The selenium management review will examine current requirements within the regulatory lifecycle of coal projects, with the aim to identify any findings that could pose a threat to water quality. The management review will be led by Environment and Parks, with support from the Alberta Energy Regulator (AER). The review will also examine relevant policy tools used in comparable jurisdictions and how they might be applied in Alberta.
The government is also anticipating the release of the Alberta Water Council’s Water For Life Implementation Plan Review report in the coming days. The report will detail the progress Alberta has made in implementing the Water For Life strategy’s goals to ensure a safe and secure drinking water supply, healthy aquatic ecosystems and reliable, quality water supplies for a sustainable economy.
Engagement on the North Saskatchewan Region and upper Athabasca Region water quality management frameworks will run until Sept. 17.
The surface water quality management framework for the North Saskatchewan River builds on the Water Management Framework for the Industrial Heartland and Capital Region, which has been in effect since 2008.
The selenium management review will cover the full regulatory lifecycle of a project from application, construction and operation to decommissioning and reclamation.
The scope of the selenium management review will include:
Environmental Protection and Enhancement Act (EPEA) approval conditions relating to selenium.
Selenium management plans developed by mining operations.
Best management practices in Alberta and comparable jurisdictions.

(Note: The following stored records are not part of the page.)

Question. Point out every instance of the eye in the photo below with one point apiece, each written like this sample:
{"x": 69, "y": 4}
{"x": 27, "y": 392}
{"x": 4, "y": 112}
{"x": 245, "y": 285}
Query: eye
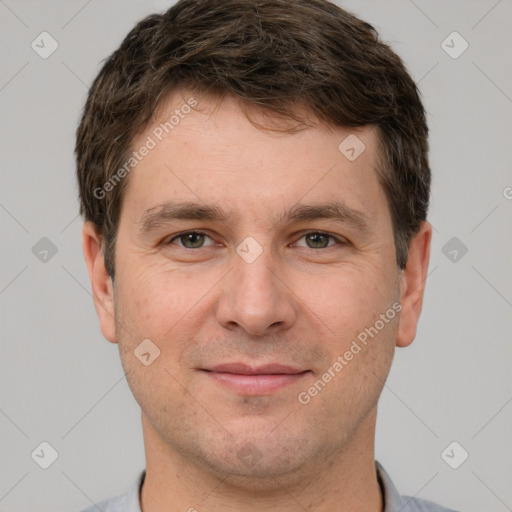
{"x": 318, "y": 240}
{"x": 190, "y": 240}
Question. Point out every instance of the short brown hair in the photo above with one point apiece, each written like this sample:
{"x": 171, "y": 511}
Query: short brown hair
{"x": 275, "y": 55}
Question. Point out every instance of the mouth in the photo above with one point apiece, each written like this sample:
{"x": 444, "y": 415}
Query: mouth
{"x": 254, "y": 381}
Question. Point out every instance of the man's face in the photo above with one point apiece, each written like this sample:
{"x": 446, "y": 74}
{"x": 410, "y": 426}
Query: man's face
{"x": 260, "y": 286}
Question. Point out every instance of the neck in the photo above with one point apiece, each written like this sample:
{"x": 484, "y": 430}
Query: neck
{"x": 343, "y": 480}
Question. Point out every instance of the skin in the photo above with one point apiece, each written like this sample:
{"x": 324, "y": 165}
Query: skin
{"x": 296, "y": 304}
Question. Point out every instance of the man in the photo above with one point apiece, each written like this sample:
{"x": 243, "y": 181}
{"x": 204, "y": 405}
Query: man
{"x": 254, "y": 180}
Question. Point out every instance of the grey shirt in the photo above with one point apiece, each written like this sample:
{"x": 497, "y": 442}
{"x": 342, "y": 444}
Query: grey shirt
{"x": 393, "y": 502}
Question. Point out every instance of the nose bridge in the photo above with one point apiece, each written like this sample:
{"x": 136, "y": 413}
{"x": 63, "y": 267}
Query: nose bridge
{"x": 254, "y": 298}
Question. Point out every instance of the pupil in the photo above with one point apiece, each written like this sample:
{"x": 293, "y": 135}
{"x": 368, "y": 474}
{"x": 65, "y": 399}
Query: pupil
{"x": 193, "y": 240}
{"x": 317, "y": 239}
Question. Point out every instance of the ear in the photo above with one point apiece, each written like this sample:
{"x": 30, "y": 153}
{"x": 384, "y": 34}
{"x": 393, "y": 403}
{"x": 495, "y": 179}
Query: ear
{"x": 101, "y": 283}
{"x": 412, "y": 285}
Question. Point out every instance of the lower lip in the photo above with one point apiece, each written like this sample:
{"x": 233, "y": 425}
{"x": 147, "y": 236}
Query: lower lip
{"x": 254, "y": 385}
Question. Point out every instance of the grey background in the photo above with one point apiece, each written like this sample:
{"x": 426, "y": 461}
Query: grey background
{"x": 61, "y": 382}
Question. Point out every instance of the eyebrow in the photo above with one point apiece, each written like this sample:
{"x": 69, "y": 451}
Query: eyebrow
{"x": 164, "y": 213}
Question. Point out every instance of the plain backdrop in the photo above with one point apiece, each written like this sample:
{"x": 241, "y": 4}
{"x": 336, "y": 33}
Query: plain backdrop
{"x": 62, "y": 383}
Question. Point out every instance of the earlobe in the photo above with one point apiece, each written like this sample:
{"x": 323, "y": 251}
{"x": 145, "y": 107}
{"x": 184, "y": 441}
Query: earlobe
{"x": 101, "y": 283}
{"x": 412, "y": 285}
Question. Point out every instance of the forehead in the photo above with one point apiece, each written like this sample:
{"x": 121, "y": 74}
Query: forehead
{"x": 207, "y": 150}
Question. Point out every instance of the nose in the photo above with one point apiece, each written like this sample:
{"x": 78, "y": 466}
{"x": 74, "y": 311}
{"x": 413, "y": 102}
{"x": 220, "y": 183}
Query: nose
{"x": 255, "y": 297}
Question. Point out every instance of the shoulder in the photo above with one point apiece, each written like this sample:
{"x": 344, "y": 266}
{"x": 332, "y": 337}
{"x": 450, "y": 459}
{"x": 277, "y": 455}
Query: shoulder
{"x": 112, "y": 505}
{"x": 411, "y": 504}
{"x": 394, "y": 502}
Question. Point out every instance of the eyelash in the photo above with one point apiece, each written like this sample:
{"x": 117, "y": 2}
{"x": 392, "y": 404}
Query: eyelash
{"x": 179, "y": 235}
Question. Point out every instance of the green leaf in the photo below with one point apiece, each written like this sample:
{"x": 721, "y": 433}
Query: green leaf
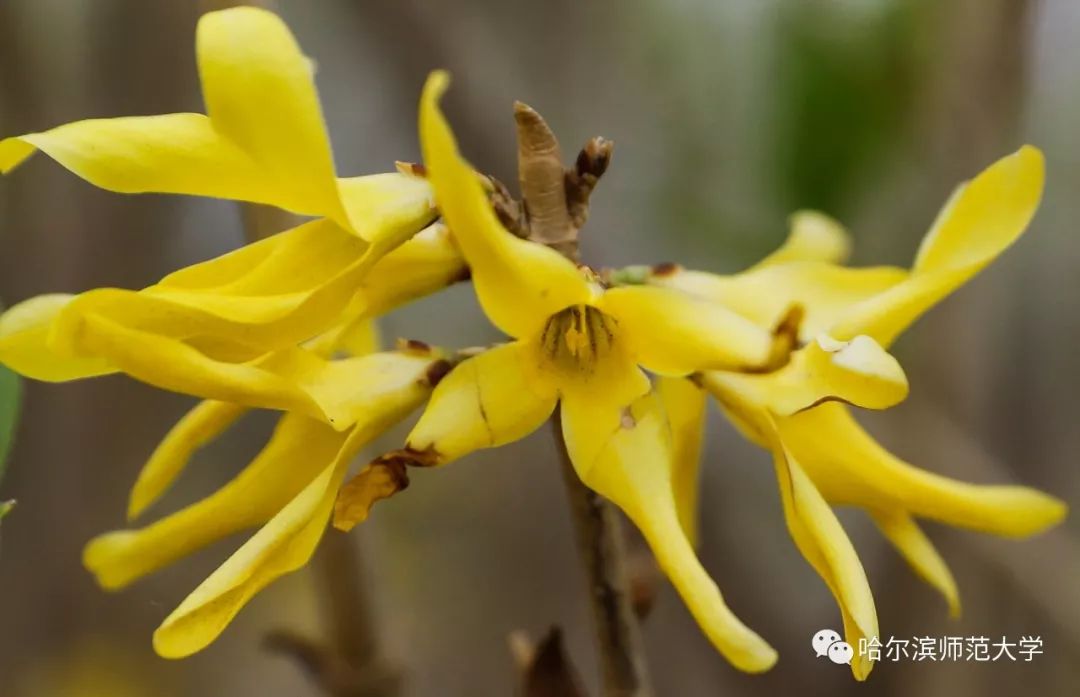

Compliance or enforcement procedures for the construction, operation and reclamation of mines.
The coal mining sites mentioned in the McLeod report are no longer active. All three mines in the McLeod River watershed are now in either the decommissioning or reclamation phase.
Environment and Parks is now monitoring water quality at 115 provincial sites across Alberta. This network includes the recent addition of a Tributary Monitoring Network in the North Saskatchewan River watershed, operated in partnership with EPCOR, the City of Edmonton and the North Saskatchewan Watershed Alliance.